The Wattenberg Field is a basin-center petroleum accumulation located northeast of Denver, from which hydrocarbons have been extracted over the last 50 years. Development in the Wattenberg Field began in 1970 from vertical J‑Sandstone wells, with production of the Niobrara following in 1976. In 2009, horizontal development began in the Niobrara formation. The Upper Cretaceous sequence from Codell to Niobrara is the current focus of horizontal development in the Wattenberg Field.

Petrophysical Model

A robust 3D mechanical Earth model (MEM) provides the framework for data integration and physical simulations. In this work flow, the MEM calculates or approximates a number of input parameters. Each of these variables is defined both spatially and stratigraphically and is housed in a 3D geocellular model. Because many of the input calculations are dependent on other variables, a set of variable relationship definitions keeps the model dynamic so that, during the tuning process, all initially established data relationships are honored.
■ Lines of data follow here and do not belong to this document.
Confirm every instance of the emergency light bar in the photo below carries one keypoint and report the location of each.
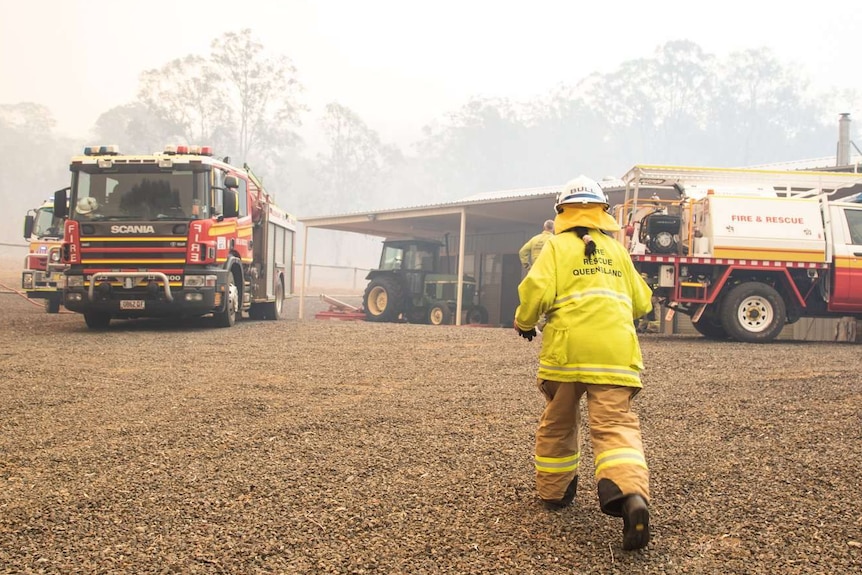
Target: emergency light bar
(190, 150)
(112, 150)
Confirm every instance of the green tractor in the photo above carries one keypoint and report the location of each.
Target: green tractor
(410, 286)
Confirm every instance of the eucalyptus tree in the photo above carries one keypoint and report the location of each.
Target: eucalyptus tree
(354, 167)
(184, 95)
(262, 91)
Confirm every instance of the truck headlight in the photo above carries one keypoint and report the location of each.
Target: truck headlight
(199, 281)
(74, 281)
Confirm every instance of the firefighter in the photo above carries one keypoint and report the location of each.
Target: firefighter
(530, 250)
(585, 282)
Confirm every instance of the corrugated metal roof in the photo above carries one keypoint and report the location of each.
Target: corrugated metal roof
(824, 163)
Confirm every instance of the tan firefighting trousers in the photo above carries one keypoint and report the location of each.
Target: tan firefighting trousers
(620, 466)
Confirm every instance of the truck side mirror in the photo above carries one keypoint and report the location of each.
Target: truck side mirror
(231, 201)
(61, 202)
(28, 226)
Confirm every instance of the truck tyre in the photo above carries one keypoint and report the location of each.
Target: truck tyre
(97, 319)
(753, 312)
(52, 305)
(274, 310)
(439, 313)
(383, 300)
(227, 317)
(477, 314)
(710, 326)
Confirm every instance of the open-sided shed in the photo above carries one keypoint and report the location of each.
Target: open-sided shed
(497, 222)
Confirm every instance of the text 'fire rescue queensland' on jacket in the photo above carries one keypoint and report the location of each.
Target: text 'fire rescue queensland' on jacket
(591, 305)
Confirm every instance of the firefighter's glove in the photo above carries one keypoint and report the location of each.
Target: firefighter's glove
(527, 334)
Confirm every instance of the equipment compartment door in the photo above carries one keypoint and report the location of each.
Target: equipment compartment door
(847, 276)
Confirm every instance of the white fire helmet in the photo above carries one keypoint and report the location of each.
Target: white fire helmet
(87, 205)
(581, 190)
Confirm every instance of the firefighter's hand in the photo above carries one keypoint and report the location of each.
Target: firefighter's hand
(527, 334)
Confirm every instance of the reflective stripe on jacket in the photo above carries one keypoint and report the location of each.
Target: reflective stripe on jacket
(591, 305)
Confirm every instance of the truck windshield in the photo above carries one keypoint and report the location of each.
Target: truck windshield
(44, 224)
(140, 195)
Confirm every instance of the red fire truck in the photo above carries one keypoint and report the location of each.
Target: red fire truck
(746, 251)
(177, 234)
(42, 277)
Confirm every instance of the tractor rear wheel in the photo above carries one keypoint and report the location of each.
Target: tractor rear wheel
(52, 304)
(439, 313)
(383, 300)
(477, 314)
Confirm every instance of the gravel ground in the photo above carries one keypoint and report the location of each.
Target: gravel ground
(346, 447)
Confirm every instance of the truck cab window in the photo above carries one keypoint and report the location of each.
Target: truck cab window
(854, 223)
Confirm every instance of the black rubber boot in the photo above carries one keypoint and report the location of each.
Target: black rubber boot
(635, 523)
(567, 498)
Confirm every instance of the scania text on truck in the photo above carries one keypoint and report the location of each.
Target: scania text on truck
(177, 234)
(42, 277)
(744, 251)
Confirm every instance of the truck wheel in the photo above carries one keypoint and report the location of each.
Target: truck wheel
(273, 310)
(753, 312)
(710, 326)
(227, 317)
(52, 305)
(382, 300)
(97, 319)
(439, 313)
(477, 314)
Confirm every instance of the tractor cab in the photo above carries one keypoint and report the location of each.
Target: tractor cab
(409, 285)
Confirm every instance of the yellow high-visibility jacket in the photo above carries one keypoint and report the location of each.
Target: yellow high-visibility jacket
(531, 250)
(591, 305)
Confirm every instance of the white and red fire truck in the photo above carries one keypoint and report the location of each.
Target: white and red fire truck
(42, 277)
(744, 251)
(176, 234)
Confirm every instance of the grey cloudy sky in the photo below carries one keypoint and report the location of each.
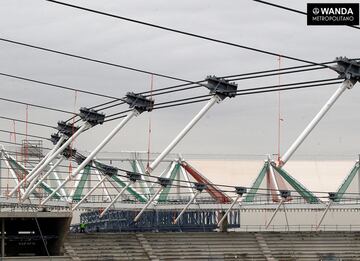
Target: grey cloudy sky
(245, 125)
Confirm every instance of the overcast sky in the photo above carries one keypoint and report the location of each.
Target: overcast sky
(244, 125)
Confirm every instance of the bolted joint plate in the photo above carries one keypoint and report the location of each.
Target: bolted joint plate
(139, 102)
(221, 87)
(80, 158)
(106, 169)
(67, 129)
(68, 153)
(133, 176)
(285, 193)
(199, 186)
(91, 116)
(332, 196)
(54, 138)
(347, 69)
(240, 190)
(164, 182)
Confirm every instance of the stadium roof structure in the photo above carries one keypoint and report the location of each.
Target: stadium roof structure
(271, 181)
Initially, properties are calculated basinwide on a coarse resolution that is later enhanced locally around data-rich pilot sites for simulation. Regional distributions of mechanical rock properties are calculated from dipole-­sonic logs and compared with core measurements to determine static values of Poisson’s ratio and Young’s modulus. Relationships between the dipole-sonic curves and triple-combination logs are determined to distribute the properties across the basin widely and produce maps of Poisson’s ratio and Young’s modulus, both spatially and stratigraphically. Pore pressure is mapped with interpretations from diagnostic fracture injection tests (DFITs) along with maximum mud weights from horizontal wells. Because of the widespread presence of existing vertical wells, it is important to determine whether the DFIT represents virgin pore-pressure conditions. The maximum-­horizontal-stress orientation is determined from six-arm-­caliper and full-bore formation-microimager logs. The ­vertical-stress magnitude is obtained by integrating a bulk-density log from the surface downward. The minimum horizontal stress is calculated spatially with a poroelastic stress equation and calibrated with DFITs. Use of DFIT interpretations of closure stress along with spatial and stratigraphic grids of Young’s modulus, Poisson’s ratio, and pore pressure make it possible to solve for the tectonic strain variable at the location of each DFIT. In this work flow, the ­horizontal-stress anisotropy remains as a tuning parameter during the geomechanical simulation. Petrophysical analysis of grain density, bulk-density logs, and clay volumes allows for the calculation of a derived effective-porosity log that is mapped regionally and stratigraphically. Porosity/permeability relationships are established from core and used to calculate a derived permeability; however, permeability is used as a significant tuning parameter during the production-history match. Last, a description of the discrete natural-fracture network (DFN) is obtained by use of both formation-­microimager logs and outcrop maps.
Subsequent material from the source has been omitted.